The difference between a service pack and a new release is also a great deal in the marketing. When a new product gets released, an awful lot goes into packaging and marketing of the product (no snipes about MS marketing VFP, please). VFP 9's mantra was no limits and it touched upon almost every area of the product. Although the Report Writer enhancements are certainly one of the most visible changes, there were changes in the SQL engine, designers, etc. The hooks that were put in created a framework for changes that could be made without requiring major changes in the engine.
The focus on Sedna is interoperability with DotNet. While VFP purists may consider it a shift, the statistics noted at DevCon show that the majority of FoxPro developers are integrating it with other environments, be it the web, DotNet or Office. So now, it makes sense to focus on better working with other systems, in the same way that VFP 6 made COM easier to manage.

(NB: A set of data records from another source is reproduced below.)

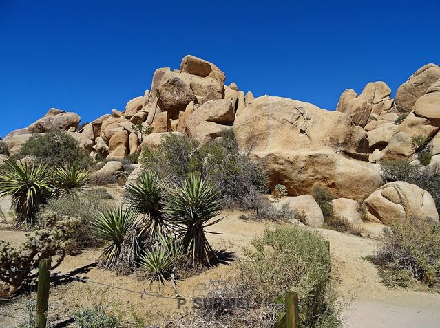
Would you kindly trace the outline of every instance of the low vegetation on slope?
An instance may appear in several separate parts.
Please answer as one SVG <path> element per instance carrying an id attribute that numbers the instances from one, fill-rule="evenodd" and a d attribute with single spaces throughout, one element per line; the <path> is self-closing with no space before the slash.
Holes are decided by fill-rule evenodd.
<path id="1" fill-rule="evenodd" d="M 384 230 L 373 260 L 388 285 L 419 281 L 440 290 L 440 228 L 430 219 L 395 223 Z"/>

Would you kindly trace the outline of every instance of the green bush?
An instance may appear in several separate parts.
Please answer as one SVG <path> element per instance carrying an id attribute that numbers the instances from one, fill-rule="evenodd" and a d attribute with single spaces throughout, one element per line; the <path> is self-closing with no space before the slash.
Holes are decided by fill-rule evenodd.
<path id="1" fill-rule="evenodd" d="M 417 279 L 440 287 L 440 228 L 432 219 L 407 219 L 385 229 L 373 259 L 390 285 L 406 287 Z"/>
<path id="2" fill-rule="evenodd" d="M 72 240 L 67 249 L 70 254 L 77 254 L 84 248 L 102 243 L 92 233 L 89 222 L 97 213 L 108 208 L 109 204 L 106 199 L 109 199 L 112 197 L 108 193 L 98 189 L 49 199 L 43 208 L 43 213 L 55 212 L 61 216 L 74 216 L 80 220 L 78 228 L 72 234 Z"/>
<path id="3" fill-rule="evenodd" d="M 406 160 L 393 160 L 381 163 L 381 168 L 388 182 L 404 181 L 428 191 L 440 212 L 440 166 L 421 166 Z"/>
<path id="4" fill-rule="evenodd" d="M 257 302 L 284 303 L 286 291 L 298 293 L 300 327 L 341 327 L 340 308 L 330 285 L 328 242 L 295 226 L 266 230 L 245 249 L 239 283 Z M 282 274 L 280 274 L 282 273 Z"/>
<path id="5" fill-rule="evenodd" d="M 78 328 L 116 328 L 120 327 L 120 320 L 109 315 L 101 305 L 86 307 L 73 314 Z"/>
<path id="6" fill-rule="evenodd" d="M 145 149 L 140 163 L 178 184 L 199 174 L 219 188 L 224 206 L 242 205 L 255 190 L 265 190 L 266 175 L 247 155 L 239 153 L 230 131 L 221 135 L 220 141 L 200 146 L 191 138 L 170 134 L 156 150 Z"/>
<path id="7" fill-rule="evenodd" d="M 0 155 L 9 155 L 8 145 L 2 140 L 0 140 Z"/>
<path id="8" fill-rule="evenodd" d="M 93 160 L 80 147 L 78 142 L 72 135 L 60 131 L 34 134 L 23 144 L 19 155 L 34 156 L 51 165 L 75 162 L 89 167 L 93 164 Z"/>

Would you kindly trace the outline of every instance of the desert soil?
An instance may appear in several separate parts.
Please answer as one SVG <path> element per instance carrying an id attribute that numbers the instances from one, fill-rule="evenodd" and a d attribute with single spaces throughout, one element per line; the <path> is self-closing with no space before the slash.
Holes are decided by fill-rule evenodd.
<path id="1" fill-rule="evenodd" d="M 4 203 L 1 204 L 6 213 Z M 202 274 L 189 276 L 178 283 L 177 290 L 181 296 L 191 298 L 193 291 L 202 284 L 213 281 L 231 280 L 235 274 L 234 262 L 242 255 L 242 248 L 255 236 L 261 234 L 266 227 L 275 225 L 269 222 L 255 222 L 240 219 L 240 212 L 222 213 L 224 219 L 211 227 L 211 231 L 220 234 L 209 234 L 213 246 L 229 253 L 231 262 L 220 264 Z M 3 225 L 5 228 L 6 225 Z M 0 226 L 0 229 L 1 227 Z M 345 311 L 348 327 L 437 327 L 440 322 L 440 296 L 428 292 L 402 289 L 389 289 L 381 282 L 375 266 L 363 258 L 373 254 L 376 241 L 332 230 L 319 229 L 319 233 L 331 242 L 334 258 L 332 275 L 337 289 L 345 300 L 350 303 Z M 0 239 L 18 245 L 25 238 L 25 232 L 0 230 Z M 86 250 L 81 254 L 65 259 L 56 269 L 63 274 L 80 276 L 112 286 L 163 296 L 174 297 L 176 292 L 170 285 L 160 288 L 136 275 L 121 276 L 95 265 L 99 250 Z M 114 311 L 124 309 L 125 318 L 132 320 L 141 316 L 148 322 L 166 322 L 171 318 L 187 311 L 190 305 L 178 308 L 177 300 L 136 294 L 129 292 L 110 289 L 93 283 L 83 283 L 67 277 L 52 279 L 50 303 L 58 309 L 60 318 L 70 309 L 102 303 L 109 305 Z M 202 284 L 202 285 L 200 285 Z M 14 315 L 12 307 L 0 306 L 0 314 L 8 311 Z M 19 310 L 16 310 L 17 311 Z M 18 312 L 17 312 L 18 313 Z M 0 316 L 0 326 L 15 327 L 17 320 Z"/>

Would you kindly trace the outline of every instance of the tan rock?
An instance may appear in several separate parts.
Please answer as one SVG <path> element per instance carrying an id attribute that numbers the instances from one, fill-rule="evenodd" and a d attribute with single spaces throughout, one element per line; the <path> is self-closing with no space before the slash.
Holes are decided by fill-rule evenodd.
<path id="1" fill-rule="evenodd" d="M 137 133 L 132 132 L 128 137 L 128 142 L 129 144 L 130 155 L 136 153 L 139 146 L 139 137 Z"/>
<path id="2" fill-rule="evenodd" d="M 180 77 L 171 75 L 157 89 L 158 105 L 162 111 L 168 111 L 169 118 L 176 119 L 180 111 L 185 111 L 191 101 L 197 101 L 194 92 Z"/>
<path id="3" fill-rule="evenodd" d="M 337 110 L 348 115 L 355 124 L 364 127 L 371 114 L 380 115 L 390 110 L 392 105 L 391 89 L 384 82 L 368 83 L 361 94 L 347 89 L 339 98 Z"/>
<path id="4" fill-rule="evenodd" d="M 145 107 L 143 107 L 145 108 Z M 148 112 L 141 110 L 138 111 L 136 114 L 132 116 L 130 118 L 130 122 L 134 124 L 142 124 L 143 122 L 145 122 L 147 120 L 147 118 L 148 117 Z"/>
<path id="5" fill-rule="evenodd" d="M 187 119 L 189 116 L 189 113 L 184 111 L 181 111 L 179 113 L 179 122 L 177 124 L 177 127 L 176 127 L 176 131 L 177 132 L 180 132 L 183 134 L 186 134 L 186 131 L 185 131 L 185 124 L 187 121 Z"/>
<path id="6" fill-rule="evenodd" d="M 28 127 L 29 132 L 43 133 L 52 129 L 67 131 L 71 127 L 76 129 L 81 120 L 81 118 L 76 113 L 54 113 L 53 111 L 50 112 L 51 110 L 44 117 L 30 124 Z"/>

But back to my point of what defines a release. Gone are the days when a product was made up of a single EXE and some minor files - I installed Cropper yesterday which uses DotNet and while the EXE was only 60 K, there were over 10 additional DLLs that added to the file size. VFP is no different and if the Fox Team can achieve their goal of VFP working better with DotNet and Longhorn (it looked like the Avalon demo was particularly cool), without having to update anything in the core product, that says a lot for the environment. Call it VFP 9 (SR) (Sedna Release) or whatever.
Is a release defined by how developers use the product or by the applications that they develop with it?
Recall that Rick Strahl took what was considered a desktop application and made it into a powerful web server, a local database tool now serves data from the larger database servers, a tool that was originally written as a scripting language has grown into the tool we use today. For every commercial FoxPro tool out there, there are a number of other public domain or open solutions.
What we have been seeing in the past few years is how Microsoft is taking that same approach of "what can we build without having to change the core" and letting their team and the entire community build from it. As I think more about it, Sedna is really the next step in that. If they succeed in building Sedna without touching the core engine (post Service Pack 1), it will be a testament to the original design from which Visual FoxPro (and FoxPro itself) was first built, one that very much feels like an open-source community for a commercial product.
Whether you call it a release, or a service pack or whatever, shipping an update is just like shipping a release, but typically without the fanfare and the Fox Team has produced some absolutely amazing functionality in the past and the demos discussed hint at great things to come with Sedna.
What we do with it is what is of most importance.